# Thinking about data probabilistically

When we make a measurement, there will always be some uncertainty about that measurement. 
The source of this uncertainty is not under consideration just now, but rather what the uncertainty means and how we think about it in our analysis. 
Typically, a value with an uncertainty is written as $\mu \pm \sigma$, where $\mu$ and $\sigma$ are the measurement and uncertainty, respectively.
While there is (unfortunately) no standard for what this means, a common interpretation is that this is describing a {term}`normal distribution`, which is centred on $\mu$ with a standard deviation of $\sigma$ ({numref}`normal`). 

```{figure} ./images/normal.png
---
height: 250px
name: normal
---
A normal distribution (blue line), centred on 10.4 with a standard deviation of 1.6.
```

Consider the mathematical model, that provides a model dataset of a single data point, $x = a^2$, where $a$ is the parameter to be optimised.[^1]
We want to get the best agreement between our mathematical model and the experimental dataset in {numref}`normal`, i.e., we want a value of $a$ that maximises the value of $p(x)$, the model shows the highest probability of representing the data. 
We know the functional form for the distribution in {numref}`normal` (later, we will call this the {term}`likelihood`), 

```{math}
:label: normal
p(x) = \frac{1}{\sigma\sqrt{2\pi}}\exp{\bigg[-\frac{1}{2}\Big(\frac{x-\mu}{\sigma}\Big)^2\bigg]},
```

and therefore to get the best agreement between the model and the data, we need a value of $a$ that maximises (or more commonly, minimises the negative) of this function. 
This is achieved using an {term}`optimisation algorithm`, however, first we need a function that calculates $-p(x)$ from $a$.

In [1]:
from scipy.stats import norm

mu = 10.4
sigma = 1.6

def nl(a):
    x = a ** 2
    N = norm(loc=mu, scale=sigma)
    return -N.pdf(x)

The above function calculates the negative likelihood of a given $a$ for the data shown in {numref}`normal`.
We can then use the `scipy.optimize.minimize` optimisation algorithm to minimise this, other minimization libraries are available in Python. 

In [2]:
from scipy.optimize import minimize

result = minimize(nl, 2)
print(result)

  message: Optimization terminated successfully.
  success: True
   status: 0
      fun: -0.24933892525083448
        x: [ 3.225e+00]
      nit: 1
      jac: [-6.724e-07]
 hess_inv: [[1]]
     nfev: 24
     njev: 12


We can see that the optimization was successful and the optimized value of $a$ is 3.225 (this is the parameter `result.x`), this is shown alongside the data in {numref}`normal_fit`.

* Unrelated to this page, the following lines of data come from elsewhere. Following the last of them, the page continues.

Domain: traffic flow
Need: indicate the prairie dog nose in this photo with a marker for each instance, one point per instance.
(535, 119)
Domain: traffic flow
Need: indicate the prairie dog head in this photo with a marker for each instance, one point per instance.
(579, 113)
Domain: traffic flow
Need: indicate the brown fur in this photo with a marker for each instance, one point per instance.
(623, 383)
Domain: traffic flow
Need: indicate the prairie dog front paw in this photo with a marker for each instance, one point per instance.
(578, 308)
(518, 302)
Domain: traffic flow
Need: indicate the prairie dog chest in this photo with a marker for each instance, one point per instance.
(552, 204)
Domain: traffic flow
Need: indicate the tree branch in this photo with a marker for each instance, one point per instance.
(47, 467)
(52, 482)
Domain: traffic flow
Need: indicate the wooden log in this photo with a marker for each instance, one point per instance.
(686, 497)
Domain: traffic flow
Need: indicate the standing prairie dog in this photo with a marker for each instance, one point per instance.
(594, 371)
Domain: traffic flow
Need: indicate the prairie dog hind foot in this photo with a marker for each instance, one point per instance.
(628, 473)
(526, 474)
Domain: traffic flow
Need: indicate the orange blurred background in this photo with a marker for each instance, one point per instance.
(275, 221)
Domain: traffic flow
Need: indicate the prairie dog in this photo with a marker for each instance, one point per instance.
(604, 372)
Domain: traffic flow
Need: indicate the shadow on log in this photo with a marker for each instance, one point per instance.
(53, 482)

```{figure} ./images/normal_fit.png
---
height: 250px
name: normal_fit
---
A normal distribution (blue line), centred on 10.4 with a standard deviation of 1.6 with the maximum likelihood value (red circle).
```

We can imagine extending this beyond datasets with just a single data point, where each data point is itself a normal distribution. 
We visualise this in {numref}`multid` for five data points, where on the plot left there is a familar way to show data, while on the right we show the view if we were to sit on the plane of the screen and look along the *x*-axis. 

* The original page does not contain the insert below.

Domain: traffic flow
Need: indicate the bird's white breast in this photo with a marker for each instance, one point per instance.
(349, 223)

```{figure} ./images/multid.png
---
height: 250px
name: multid
---
Plots with more data points, on the left we see the standard way to plot data with some uncertainty, while the right shows the view of the five likelihood functions that exist for each dataset (note that here the uncertainty in each data point is taken to be the same, i.e., it is {term}`homoscedastic`)
```

If we perform a "straight line fit" for the data in {numref}`multid`, we try to find values for the gradient and intercept of a straight line (our mathematical model), which results in model data that maximises, as best as possible given the constraint of the model, the likelihood for each data point. 
It is clear in {numref}`multid_fit` that the green model cannot reach the maximum of any individual distribution, but overall, this is the best possible agreement for the distributions. 

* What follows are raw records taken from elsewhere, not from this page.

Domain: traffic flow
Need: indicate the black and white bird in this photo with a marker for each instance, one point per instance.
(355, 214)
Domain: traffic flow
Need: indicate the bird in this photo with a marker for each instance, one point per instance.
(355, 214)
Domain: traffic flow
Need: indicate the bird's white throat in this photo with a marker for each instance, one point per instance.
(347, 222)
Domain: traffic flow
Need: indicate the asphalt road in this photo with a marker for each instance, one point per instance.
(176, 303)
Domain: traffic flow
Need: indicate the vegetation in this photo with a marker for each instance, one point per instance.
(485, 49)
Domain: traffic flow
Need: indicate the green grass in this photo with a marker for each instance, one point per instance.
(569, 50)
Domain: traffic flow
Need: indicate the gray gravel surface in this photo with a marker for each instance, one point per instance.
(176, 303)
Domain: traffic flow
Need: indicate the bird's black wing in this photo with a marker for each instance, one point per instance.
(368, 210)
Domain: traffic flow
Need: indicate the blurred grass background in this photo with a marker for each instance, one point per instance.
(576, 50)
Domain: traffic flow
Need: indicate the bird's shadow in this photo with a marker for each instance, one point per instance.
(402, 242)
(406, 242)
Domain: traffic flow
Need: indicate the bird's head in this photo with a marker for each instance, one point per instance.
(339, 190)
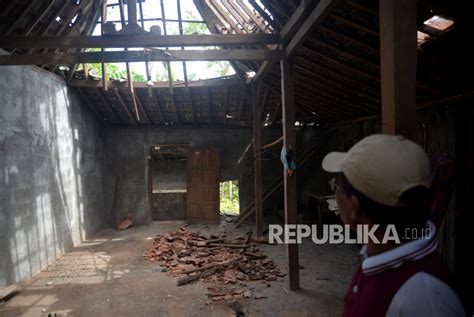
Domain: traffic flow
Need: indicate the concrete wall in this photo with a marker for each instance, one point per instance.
(126, 164)
(51, 169)
(169, 175)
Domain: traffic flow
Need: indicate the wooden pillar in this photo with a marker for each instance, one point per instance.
(398, 52)
(289, 140)
(257, 144)
(132, 11)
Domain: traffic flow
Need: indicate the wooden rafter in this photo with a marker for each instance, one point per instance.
(123, 104)
(355, 25)
(142, 109)
(148, 40)
(139, 56)
(105, 102)
(319, 12)
(343, 87)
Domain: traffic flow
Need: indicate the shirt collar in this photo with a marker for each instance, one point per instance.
(410, 251)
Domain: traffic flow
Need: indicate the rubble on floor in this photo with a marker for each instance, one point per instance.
(228, 266)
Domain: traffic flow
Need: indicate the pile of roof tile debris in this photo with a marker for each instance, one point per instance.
(228, 265)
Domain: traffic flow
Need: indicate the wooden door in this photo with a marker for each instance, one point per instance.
(203, 186)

```{figure} ./images/multid_fit.png
---
height: 250px
name: multid_fit
---
{numref}`multid` with a fitted linear model (green). 
```

We will continue this way of thinking about our experimental data and the fitting of models through our investigations of model dependent analysis.

[^1]: This model has no real physical rationality, but is only a representative example.